It’s built by us. By our own hands. By our own words. By our own Ways.
This wall. This front face to the world.
fa·cade (fəˈsäd) noun
- the face of a building, especially the principal front that looks onto a street or open space.
- an outward appearance that is maintained to conceal a less pleasant or creditable reality.
We all have facades. Both kinds really. Together, they make up the image of ourselves that we show the world. The real and the not.
It’s obvious why we create facades. It’s because we are judged. Whether we agree with it or not. Whether we do it to others or not. Whether we like it or not. Doesn’t matter.
We are so judged in this world.
We are judged by what we do. By what we wear. By the car we drive. By who we are friends with. By what we say. And by how we say it. We are judged by the good we do in this world. And especially the bad.
We are judged by the mistakes we make in our lives and by our flaws. Sometimes, we’re solely judged on those two things.
We could be judged on almost any aspect of our lives.
So we project out. This facade. To protect ourselves. To show people, the person we want them to know. To show people our own skewed version of what we think life should be like.
We especially project happiness. What we are doing may be different from all of you. But it’s working for us. It’s great for us. Here’s proof…I’m smiling in this picture. I’m smiling again here. And again over there.
The image we portray on social media might be the worst form. All these people carefully crafting facades through awesome photos and quirky videos and cleverly worded posts. Trying to make people feel like they’re missing out on the awesome life that we are living. Trying to make people wish they are where we are. Trying desperately to one-up people on how much happier we are than the next person.

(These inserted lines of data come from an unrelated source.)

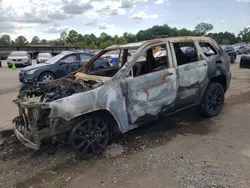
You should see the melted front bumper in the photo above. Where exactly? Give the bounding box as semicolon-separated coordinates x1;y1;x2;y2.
12;102;50;150
13;122;40;150
13;100;71;150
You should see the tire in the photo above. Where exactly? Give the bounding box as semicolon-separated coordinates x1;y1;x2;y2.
199;82;225;117
69;115;111;158
8;65;11;68
39;72;55;83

If we all had these great and happy lives that we show on Facebook, why is their so much unhappiness in the world? Happiness levels haven’t changed in the last 100 years. They still remain at around 30% of all people, who say they are happy in life. If you just went on by social media, you would think it was 95%.
I am not absolved here. I went back and looked. I compared post dates on Urban Samurai to my personal social accounts on the same dates. Two different stories.

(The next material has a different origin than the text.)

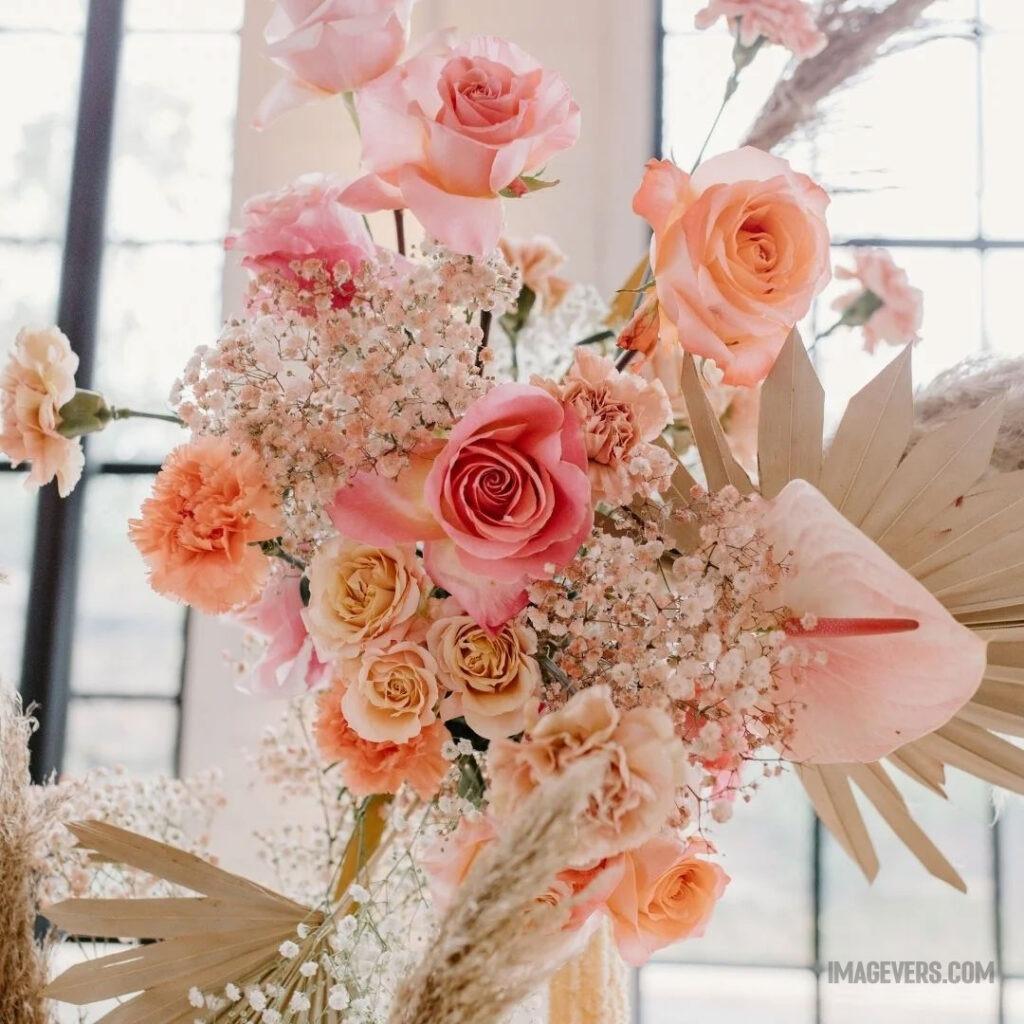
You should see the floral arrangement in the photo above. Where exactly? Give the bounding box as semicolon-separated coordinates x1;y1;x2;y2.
3;1;1023;1023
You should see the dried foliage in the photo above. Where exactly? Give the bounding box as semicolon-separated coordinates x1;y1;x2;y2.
388;761;605;1024
744;0;940;152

It’s not that I lie on my personal accounts. I just post something funny. Or light. Or something cool that I am doing. Nothing that would give anyone the real view.

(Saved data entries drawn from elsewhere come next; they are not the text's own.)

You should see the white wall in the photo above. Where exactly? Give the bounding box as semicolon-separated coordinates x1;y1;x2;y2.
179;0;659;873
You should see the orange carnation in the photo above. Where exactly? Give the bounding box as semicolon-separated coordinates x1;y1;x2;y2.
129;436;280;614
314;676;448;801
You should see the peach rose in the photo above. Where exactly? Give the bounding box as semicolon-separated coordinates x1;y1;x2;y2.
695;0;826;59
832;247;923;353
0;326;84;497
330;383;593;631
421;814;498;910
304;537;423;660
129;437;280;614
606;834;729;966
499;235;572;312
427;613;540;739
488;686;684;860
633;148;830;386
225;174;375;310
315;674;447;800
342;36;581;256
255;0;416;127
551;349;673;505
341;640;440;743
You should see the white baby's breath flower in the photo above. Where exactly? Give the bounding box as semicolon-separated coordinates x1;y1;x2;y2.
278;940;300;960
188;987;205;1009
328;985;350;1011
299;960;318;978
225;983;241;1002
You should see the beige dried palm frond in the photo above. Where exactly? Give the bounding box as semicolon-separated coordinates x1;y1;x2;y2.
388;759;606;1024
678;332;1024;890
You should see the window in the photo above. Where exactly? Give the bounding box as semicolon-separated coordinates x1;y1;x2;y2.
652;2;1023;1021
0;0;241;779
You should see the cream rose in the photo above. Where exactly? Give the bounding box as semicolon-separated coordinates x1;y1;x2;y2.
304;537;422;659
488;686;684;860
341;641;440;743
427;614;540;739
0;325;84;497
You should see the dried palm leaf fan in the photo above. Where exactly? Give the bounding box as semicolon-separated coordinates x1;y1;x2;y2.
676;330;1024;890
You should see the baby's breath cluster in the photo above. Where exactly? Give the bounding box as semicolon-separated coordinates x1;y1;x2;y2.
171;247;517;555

I have friends from work. Old friends from growing up. And even acquaintances. All linked to me on social. I don’t need some random person that I was friends with 15 years ago, who happens to follow my instagram account, knowing that I am miserable today. It doesn’t do them or me any good.
I prefer to show some picturesque landscape out my back window. Not an inside view of my house in disarray.
But here, behind the veil of this Urban Samurai anonymity, I can write to you about insecurities, and sadness, and failure. About feeling alone, about falling off track.
Urban Samurai is a thin veil at this point, though. 58 people who I’m friends with on my personal Facebook, also like Urban Samurai. And there are a lot more out there who know I write this. My wife sometimes jokes that she didn’t sign up for this. She didn’t sign up to give people this window into our lives that I give here.
I get it.
But we all experience all these things that I write about. Life is a series of highs and the lows. For all of us. That’s just real. I just put the real out there.
I think that’s one of the reasons people are drawn to Urban Samurai. We don’t get enough real anymore. And this, if nothing else, is real.
A lot of people think we can’t share what’s really going on. We can’t put it out there like that.
But we can. And we should.
It’s OK. Everyone goes through the same stuff.
To give people the real. The real you. A look inside your real life. What’s really going on in your mind. Your world.
I’m not saying we should pour our hearts out every time someone asks how our day is going. To broadcast misery on every social channel. But just give people the real you. In your real state. How refreshing would that be? Not just for your friends, but for you? How much pressure does that take off you? Now you don’t have to worry so much about hiding it. You don’t have to worry about your façade?
You can still have a façade, just put a bit more clear glass in it.
Imagine the real support you would get when you put out there, that you’re really not doing so great. Imagine the real joy you’d feel from real friends, when you put out there that you are really happy.
You can put a positive spin on misery too. You can have an optimistic outlook on it. When someone asks you how you’re doing, you can tell them that tomorrow will be a better day. You can tell them that you are in the process of getting out from under. That you are climbing up. That you can see the light. And that you will get there.
Would people think of you so differently, if you weren’t a beam of sunshine today? Would they think of you negatively? If so, do you really care about them or what they think?
And just who do you think you are fooling anyway? If you’re unhappy, anyone who cares at all about you, can already see it. They already know. Being real would open the door for them to give you support.
Show people the real you. Happy with where you are or not. Proud of where you are or not. Then build a life you are really proud to put on display to the world. Happy or not.